With the arrival of US citizens, the Port of Wrangell became the only Alaskan community to have been governed under four flags: those of the Tlingit, the Russians, the British, and the United States. The United States built the Fort Wrangell military post at the Port of Wrangell in 1868. Until the fort closed in 1877, the Port of Wrangell community that surrounded it continued to grow, stimulated by the gold rushes of 1861, 1874, and 1897. The Port of Wrangell was dotted with dance halls, bars, and gambling halls, and thousands of prospectors traveled through the community on their way to the gold fields in Canada's British Columbia.
The first Protestant church in Alaska was built in the Port of Wrangell in 1877. Presbyterian missionary Sheldon Jackson arrived there in 1878 to work with the Tlingits and the miners. He established the Fort Wrangell Tlingit Industrial School to train young Native men in trades like construction, boatbuilding, and printing. Jackson's Sitka Industrial Training School eventually became the Sheldon Jackson College and formed the center of the Wrangell Institute, a boarding school for Natives that was active until the middle of the 20th Century.

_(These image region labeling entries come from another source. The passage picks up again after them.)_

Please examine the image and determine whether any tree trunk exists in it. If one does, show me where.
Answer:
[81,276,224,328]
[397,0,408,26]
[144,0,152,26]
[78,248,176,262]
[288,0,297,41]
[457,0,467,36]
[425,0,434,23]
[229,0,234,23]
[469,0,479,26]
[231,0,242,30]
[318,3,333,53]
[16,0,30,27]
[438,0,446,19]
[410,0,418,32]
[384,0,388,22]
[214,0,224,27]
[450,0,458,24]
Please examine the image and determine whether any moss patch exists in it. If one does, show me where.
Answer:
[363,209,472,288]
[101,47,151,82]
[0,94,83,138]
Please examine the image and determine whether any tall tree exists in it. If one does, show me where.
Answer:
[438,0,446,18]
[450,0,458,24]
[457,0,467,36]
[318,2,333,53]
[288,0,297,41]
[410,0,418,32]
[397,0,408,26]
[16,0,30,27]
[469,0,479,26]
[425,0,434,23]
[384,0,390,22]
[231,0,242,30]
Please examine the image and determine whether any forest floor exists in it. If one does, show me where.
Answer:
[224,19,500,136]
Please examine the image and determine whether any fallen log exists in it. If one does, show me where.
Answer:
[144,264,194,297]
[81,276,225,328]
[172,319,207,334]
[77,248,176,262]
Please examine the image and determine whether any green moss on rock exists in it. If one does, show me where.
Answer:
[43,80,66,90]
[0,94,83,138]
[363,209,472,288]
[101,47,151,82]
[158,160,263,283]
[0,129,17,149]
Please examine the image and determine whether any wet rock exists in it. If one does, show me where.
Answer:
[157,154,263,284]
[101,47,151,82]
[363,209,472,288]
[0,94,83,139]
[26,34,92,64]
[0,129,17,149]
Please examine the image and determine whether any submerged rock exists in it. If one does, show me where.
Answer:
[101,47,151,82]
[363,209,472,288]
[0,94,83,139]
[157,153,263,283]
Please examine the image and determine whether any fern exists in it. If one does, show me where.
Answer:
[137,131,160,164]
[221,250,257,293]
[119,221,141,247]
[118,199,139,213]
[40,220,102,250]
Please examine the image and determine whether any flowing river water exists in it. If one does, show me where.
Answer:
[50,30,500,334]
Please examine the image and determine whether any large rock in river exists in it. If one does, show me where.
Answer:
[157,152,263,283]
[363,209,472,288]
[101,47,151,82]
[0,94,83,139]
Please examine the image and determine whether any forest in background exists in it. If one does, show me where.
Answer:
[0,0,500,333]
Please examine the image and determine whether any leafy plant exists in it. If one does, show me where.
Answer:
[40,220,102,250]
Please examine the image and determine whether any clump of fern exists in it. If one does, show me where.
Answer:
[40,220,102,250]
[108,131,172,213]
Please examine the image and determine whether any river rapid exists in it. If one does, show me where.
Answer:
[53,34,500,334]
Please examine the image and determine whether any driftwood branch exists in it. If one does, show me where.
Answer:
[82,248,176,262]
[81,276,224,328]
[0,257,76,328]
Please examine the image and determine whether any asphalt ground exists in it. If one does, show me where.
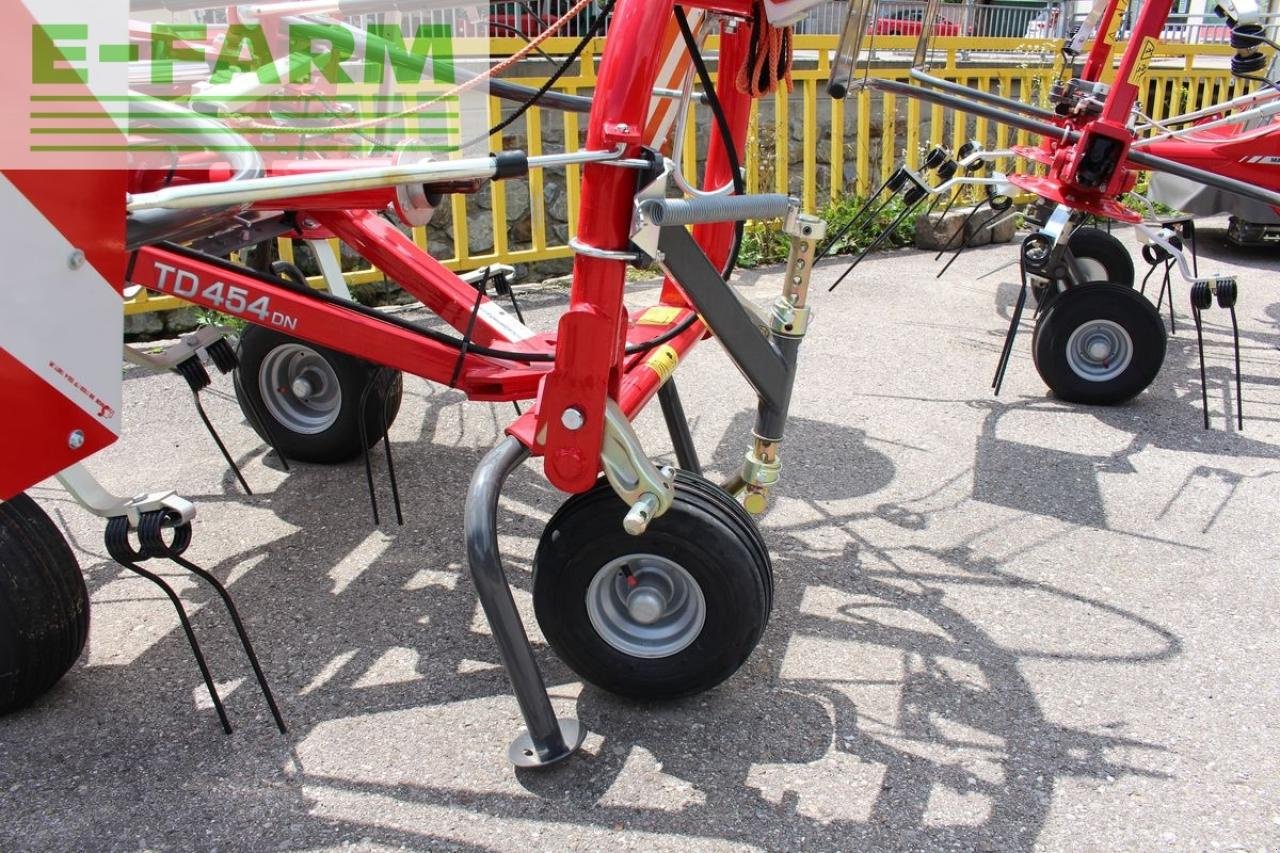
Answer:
[0,220,1280,850]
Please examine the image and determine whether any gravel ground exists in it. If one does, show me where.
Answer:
[0,222,1280,850]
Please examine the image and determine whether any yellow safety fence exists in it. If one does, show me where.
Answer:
[124,36,1244,314]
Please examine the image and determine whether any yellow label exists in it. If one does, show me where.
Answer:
[645,343,680,382]
[1102,0,1129,45]
[636,305,684,325]
[1129,36,1156,86]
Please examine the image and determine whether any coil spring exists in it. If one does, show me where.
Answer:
[173,353,212,392]
[1231,24,1266,50]
[1231,51,1267,77]
[205,338,239,373]
[1190,282,1213,311]
[1215,280,1236,309]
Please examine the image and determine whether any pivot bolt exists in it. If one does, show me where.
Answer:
[627,587,667,625]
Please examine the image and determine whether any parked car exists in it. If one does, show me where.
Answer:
[867,9,960,36]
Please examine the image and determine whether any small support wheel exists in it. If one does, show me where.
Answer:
[1066,225,1133,287]
[1032,282,1167,406]
[234,325,403,464]
[534,471,773,701]
[1032,225,1134,311]
[0,494,88,713]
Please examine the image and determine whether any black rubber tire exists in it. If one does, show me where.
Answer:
[1032,275,1167,406]
[0,494,88,713]
[534,471,773,701]
[1066,225,1133,287]
[234,325,403,465]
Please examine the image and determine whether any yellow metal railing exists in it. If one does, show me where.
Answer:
[124,36,1240,314]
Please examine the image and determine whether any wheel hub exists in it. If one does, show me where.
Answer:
[627,587,667,625]
[586,553,707,658]
[1066,320,1134,382]
[259,343,342,435]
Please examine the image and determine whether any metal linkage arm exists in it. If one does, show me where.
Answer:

In the late 1800s, fish traps were built in the Zimobia Strait and at the mouth of the Stikine River, giving birth to a prosperous fishing and canning industries in the Port of Wrangell. Unfortunately, the fish traps seriously damaged the natural salmon runs on the Stikine River, seriously hurting the region's salmon fishing. When Alaska became a state, the fish traps were decommissioned. Despite these problems, the fishing industry continued to be the main contributor to the Port of Wrangell economy.

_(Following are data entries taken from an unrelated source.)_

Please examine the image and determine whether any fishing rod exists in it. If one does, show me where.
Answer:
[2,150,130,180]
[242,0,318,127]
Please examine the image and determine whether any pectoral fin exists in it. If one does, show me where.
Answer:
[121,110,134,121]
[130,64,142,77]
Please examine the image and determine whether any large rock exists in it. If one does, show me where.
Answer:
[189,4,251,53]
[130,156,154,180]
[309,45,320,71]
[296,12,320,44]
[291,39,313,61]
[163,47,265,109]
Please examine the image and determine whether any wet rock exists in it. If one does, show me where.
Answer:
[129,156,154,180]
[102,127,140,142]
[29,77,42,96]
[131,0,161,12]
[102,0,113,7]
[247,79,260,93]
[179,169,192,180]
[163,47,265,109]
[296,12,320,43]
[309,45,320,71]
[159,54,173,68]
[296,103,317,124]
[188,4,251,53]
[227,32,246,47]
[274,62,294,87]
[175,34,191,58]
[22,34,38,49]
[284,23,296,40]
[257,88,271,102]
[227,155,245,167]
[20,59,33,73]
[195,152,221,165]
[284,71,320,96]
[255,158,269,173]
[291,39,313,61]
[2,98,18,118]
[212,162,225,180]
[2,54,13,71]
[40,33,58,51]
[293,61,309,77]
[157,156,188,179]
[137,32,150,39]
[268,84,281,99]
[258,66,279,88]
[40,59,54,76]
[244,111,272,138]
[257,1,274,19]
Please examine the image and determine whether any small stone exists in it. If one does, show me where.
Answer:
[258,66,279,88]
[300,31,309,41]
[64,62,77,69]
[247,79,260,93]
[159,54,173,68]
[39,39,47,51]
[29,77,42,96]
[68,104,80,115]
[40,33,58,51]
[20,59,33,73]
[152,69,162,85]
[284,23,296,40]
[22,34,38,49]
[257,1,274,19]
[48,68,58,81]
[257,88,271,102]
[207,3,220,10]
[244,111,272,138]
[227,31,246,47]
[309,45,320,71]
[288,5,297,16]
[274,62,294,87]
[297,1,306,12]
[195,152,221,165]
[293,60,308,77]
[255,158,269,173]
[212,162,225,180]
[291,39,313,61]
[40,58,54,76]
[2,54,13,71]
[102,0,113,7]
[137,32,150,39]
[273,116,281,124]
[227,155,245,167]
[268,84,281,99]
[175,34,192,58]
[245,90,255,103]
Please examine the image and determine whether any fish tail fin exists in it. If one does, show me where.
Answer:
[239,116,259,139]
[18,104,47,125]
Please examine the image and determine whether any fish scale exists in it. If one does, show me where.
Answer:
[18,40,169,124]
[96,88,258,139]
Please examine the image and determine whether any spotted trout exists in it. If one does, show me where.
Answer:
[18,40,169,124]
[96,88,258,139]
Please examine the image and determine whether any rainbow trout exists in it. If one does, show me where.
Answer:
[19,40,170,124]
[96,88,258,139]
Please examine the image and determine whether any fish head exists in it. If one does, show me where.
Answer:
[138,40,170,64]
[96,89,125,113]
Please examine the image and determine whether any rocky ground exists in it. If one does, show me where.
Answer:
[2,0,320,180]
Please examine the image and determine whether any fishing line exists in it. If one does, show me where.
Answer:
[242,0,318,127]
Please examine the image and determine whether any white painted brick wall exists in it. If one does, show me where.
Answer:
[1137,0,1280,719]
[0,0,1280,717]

In late 1902, The Wrangell Sentinel began publishing, and today it is Alaska's oldest continuously-published newspaper. Opened in the 1920s, the Port of Wrangell's Bear Totem Store was well known for the many items of Tlingit arts and crafts, including several totem poles. Walter Waters, the store's owner, started his business by carrying mail from Wrangell to Sulzer while he was also buying furs. During his travels, he developed relationships with Native artisans and collected many artifacts.
In the 1950s, a serious fire destroyed much of the Port of Wrangell's downtown area. The Bear Totem Store and most of its contents were gone, as were most of the downtown historic buildings. Also in the 1950s, logging became more important to the Port of Wrangell economy. The Silver Bay Logging Company operates one of the last two sawmills in southeast Alaska.

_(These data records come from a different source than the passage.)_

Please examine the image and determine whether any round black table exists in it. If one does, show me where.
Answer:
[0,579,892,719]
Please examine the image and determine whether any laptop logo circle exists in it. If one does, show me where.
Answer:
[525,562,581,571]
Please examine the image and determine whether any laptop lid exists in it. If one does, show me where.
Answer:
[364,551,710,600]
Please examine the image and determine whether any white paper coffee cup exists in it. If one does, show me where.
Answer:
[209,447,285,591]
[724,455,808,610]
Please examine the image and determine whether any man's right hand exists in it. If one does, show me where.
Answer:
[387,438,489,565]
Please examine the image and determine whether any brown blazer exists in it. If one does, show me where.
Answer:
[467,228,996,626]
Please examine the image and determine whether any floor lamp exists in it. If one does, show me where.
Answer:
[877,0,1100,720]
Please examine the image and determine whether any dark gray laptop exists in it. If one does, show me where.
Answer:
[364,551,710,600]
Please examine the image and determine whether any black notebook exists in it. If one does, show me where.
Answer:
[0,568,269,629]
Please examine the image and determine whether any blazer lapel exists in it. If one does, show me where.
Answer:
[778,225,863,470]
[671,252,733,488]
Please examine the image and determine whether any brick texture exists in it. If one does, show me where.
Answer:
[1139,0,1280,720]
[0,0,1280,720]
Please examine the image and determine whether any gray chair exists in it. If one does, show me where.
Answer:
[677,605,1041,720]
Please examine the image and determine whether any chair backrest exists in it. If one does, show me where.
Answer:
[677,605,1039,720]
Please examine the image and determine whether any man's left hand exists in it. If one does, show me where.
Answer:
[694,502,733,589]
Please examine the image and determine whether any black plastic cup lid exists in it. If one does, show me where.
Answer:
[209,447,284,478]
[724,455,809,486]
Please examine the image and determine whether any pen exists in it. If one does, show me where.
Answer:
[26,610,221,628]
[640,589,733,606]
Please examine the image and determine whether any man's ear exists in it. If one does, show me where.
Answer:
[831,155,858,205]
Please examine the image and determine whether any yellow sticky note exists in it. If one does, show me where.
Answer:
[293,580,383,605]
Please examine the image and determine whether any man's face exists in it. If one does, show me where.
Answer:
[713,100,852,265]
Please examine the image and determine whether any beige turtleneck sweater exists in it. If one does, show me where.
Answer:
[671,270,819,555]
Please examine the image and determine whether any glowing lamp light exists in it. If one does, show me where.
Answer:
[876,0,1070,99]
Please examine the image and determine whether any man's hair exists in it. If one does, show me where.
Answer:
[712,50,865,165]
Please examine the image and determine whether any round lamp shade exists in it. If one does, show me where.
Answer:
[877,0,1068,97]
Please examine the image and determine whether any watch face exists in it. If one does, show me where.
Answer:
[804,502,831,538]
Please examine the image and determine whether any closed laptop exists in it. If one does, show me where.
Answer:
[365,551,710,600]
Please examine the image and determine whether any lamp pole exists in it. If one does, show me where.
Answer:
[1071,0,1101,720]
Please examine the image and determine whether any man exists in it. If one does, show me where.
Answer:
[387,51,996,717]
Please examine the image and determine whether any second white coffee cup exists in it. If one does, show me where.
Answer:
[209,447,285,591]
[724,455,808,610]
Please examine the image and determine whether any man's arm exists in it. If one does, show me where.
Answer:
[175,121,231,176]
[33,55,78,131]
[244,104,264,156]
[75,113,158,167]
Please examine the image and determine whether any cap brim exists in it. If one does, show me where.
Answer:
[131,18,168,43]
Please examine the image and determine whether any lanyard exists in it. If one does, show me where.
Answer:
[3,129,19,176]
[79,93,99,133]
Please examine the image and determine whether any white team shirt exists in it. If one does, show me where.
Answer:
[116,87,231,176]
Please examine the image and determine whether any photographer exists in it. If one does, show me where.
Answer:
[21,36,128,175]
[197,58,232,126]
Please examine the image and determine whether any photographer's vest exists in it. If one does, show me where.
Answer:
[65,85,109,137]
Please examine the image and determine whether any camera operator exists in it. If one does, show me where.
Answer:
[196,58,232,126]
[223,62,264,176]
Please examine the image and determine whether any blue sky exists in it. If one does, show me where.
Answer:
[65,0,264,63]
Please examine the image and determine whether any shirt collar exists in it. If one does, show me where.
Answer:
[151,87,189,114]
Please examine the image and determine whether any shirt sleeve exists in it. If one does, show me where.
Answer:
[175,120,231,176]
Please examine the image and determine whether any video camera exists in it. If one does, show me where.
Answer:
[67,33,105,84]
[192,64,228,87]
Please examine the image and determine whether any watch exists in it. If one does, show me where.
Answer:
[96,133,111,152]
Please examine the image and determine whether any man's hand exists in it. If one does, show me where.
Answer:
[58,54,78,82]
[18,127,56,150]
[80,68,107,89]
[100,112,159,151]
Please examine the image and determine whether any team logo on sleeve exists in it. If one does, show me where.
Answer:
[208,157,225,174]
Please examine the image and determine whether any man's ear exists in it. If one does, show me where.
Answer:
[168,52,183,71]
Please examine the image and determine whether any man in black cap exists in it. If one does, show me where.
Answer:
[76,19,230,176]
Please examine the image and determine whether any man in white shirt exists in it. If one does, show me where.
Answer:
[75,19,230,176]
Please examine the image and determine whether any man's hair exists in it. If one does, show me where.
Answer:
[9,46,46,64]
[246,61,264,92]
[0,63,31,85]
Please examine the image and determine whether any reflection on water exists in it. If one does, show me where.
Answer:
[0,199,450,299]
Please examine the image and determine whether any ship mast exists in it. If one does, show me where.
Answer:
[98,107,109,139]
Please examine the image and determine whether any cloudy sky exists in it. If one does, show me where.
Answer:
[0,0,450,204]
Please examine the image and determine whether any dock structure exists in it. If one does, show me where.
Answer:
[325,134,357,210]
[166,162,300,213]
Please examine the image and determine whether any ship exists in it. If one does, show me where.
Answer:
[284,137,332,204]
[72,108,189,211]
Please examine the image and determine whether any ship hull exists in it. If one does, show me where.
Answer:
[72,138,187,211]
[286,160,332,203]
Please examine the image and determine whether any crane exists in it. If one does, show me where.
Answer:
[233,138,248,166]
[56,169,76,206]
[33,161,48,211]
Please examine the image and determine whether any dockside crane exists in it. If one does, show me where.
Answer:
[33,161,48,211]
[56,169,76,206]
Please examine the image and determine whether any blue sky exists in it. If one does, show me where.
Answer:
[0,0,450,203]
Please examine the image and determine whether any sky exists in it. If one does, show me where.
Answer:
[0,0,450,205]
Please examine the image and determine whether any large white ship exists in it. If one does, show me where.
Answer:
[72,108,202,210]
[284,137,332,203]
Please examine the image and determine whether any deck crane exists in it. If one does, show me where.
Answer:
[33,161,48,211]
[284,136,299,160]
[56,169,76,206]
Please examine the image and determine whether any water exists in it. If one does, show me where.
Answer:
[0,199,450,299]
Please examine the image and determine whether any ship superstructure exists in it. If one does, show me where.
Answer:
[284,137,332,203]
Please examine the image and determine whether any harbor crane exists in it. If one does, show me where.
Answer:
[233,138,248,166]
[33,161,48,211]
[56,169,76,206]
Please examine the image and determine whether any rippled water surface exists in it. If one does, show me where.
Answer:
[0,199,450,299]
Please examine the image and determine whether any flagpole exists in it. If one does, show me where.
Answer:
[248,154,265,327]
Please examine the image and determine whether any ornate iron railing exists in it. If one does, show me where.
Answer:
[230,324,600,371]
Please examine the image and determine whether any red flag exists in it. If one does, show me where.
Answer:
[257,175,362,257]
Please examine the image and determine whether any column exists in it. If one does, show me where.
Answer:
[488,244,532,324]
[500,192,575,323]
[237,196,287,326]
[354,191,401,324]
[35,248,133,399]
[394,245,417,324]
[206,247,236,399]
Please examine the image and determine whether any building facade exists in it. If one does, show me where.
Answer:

Long important to the indigenous Tlingit people, the Port of Wrangell is home to Chief Shakes Tribal House, a replica of traditional Native homes. Built in the 1930s with Native methods and knowledge, the house stands on the site of the original Shakes House on a tiny island in the middle of the harbor. The Wrangell Cooperative Association, the Tlingit IRA council and a federally-recognized tribe, maintains shakes island, the Shakes House, and the downtown Totem Park.
In May 2008, citizens voted to incorporate The City and Borough of Wrangell.